The Children’s Commissioner for England has called for an independent review of rules governing media access to family courts after raising fears that greater public scrutiny could threaten children’s wellbeing.
Despite moves by the Ministry of Justice to open family courts to wider media examination, Dr Maggie Atkinson said more “workable and sensitive solutions” were available.
Last year journalists were granted access to the family courts, although they can report only an extremely limited amount of information, and are not allowed to identify any of the families involved in cases.
Atkinson said today research from her organisation showed that children were against reporters being given greater access to hearings in the family courts.
The Children’s Commissioner’s report – based on research by the University of Oxford – found those involved in family court proceedings did not trust the press to get facts right.
Respondents also feared stories would be sensationalised and that bullying would result, despite rules preventing identification.
The research team interviewed 51 people aged from nine to 23 about their experiences in family courts, of which 27 were in public law cases, such as care, and 24 in private law cases.
Most of those asked said reporters should not be allowed into cases at all – 79 per cent in the public group and 91 per cent in private.
In public courts 88 per cent of children and young people aged 11 to 17 said the presence of a journalist could discourage them from giving frank evidence, this was 45 per cent in private cases.
In a foreword to the research, Atkinson said: “I strongly believe there are more workable and sensitive solutions that would better safeguard a child’s identity.”
The report called for a review of media access to family cases involving children, keeping in mind their youngsters’ human rights.
Sue Berelowitz, Deputy Children’s Commissioner for England, said the opinions of young people must be included in the debate over what should be made public.
She said: “For any child or young person, a family court case is an extremely unsettling time.

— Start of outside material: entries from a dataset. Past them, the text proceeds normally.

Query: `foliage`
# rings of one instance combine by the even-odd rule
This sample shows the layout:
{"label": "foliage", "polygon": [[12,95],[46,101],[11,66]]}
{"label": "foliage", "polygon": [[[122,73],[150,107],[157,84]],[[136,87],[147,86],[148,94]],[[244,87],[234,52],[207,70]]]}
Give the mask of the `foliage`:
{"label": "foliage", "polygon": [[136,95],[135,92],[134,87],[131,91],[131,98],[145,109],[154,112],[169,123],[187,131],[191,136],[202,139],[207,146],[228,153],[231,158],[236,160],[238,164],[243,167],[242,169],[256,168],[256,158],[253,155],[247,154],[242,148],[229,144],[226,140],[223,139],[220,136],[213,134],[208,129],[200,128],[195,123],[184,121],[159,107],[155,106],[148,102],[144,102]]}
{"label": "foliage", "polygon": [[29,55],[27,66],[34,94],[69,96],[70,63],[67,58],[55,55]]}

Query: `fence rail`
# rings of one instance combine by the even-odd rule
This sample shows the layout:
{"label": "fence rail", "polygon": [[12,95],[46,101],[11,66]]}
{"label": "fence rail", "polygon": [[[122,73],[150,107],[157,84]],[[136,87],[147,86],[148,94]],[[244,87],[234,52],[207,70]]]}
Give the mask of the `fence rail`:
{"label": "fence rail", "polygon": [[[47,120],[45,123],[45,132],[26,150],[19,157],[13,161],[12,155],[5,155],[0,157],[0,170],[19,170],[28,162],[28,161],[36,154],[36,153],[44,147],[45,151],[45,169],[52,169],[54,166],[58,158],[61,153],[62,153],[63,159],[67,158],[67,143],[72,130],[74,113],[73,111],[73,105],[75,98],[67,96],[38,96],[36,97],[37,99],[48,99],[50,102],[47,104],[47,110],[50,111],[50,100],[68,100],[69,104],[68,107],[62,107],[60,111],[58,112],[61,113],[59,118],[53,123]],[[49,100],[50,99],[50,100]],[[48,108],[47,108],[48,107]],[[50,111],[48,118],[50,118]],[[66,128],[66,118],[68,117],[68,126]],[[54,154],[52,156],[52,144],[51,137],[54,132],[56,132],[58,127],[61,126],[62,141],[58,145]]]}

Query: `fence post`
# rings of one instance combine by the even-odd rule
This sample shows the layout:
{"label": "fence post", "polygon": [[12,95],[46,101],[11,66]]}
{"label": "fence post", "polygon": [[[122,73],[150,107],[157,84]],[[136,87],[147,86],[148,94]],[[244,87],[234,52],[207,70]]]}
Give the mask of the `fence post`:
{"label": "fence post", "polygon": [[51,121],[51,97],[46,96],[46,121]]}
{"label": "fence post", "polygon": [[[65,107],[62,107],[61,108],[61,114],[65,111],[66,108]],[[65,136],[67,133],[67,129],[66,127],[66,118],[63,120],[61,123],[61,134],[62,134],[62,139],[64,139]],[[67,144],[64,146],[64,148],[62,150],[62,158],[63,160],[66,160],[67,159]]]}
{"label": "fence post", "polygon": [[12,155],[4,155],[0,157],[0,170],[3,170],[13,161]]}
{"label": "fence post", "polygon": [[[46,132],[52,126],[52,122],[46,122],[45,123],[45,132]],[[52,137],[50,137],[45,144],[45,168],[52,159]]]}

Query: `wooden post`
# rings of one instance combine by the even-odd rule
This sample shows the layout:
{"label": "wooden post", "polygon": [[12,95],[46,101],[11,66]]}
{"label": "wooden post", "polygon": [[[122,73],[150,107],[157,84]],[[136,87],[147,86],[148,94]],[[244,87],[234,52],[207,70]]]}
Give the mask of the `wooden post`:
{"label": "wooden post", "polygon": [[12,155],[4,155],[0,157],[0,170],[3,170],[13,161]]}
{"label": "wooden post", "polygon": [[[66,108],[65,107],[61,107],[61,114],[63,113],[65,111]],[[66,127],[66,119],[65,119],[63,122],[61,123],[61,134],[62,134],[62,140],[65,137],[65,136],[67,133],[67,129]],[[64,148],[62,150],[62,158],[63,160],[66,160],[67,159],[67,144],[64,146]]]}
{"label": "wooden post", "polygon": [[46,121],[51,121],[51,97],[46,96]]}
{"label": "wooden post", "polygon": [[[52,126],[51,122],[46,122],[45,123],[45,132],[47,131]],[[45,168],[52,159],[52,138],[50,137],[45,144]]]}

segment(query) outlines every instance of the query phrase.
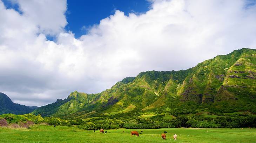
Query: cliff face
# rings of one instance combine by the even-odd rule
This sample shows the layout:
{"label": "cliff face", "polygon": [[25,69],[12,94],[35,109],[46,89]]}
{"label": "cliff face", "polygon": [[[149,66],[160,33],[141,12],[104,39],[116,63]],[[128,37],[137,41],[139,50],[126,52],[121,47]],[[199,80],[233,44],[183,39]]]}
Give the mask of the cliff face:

Their parents may be going through a divorce; they may have been physically abused or neglected by a parent.
“Intimate details of their lives, although anonymised, could appear in the media and remain in the public domain for life. It is only right that their views are included in debates about the information that the media can make public.”
Parliament is currently considering measures in the Children, Schools and Families Bill which the Government says could eventually allow more information to be reported from family courts.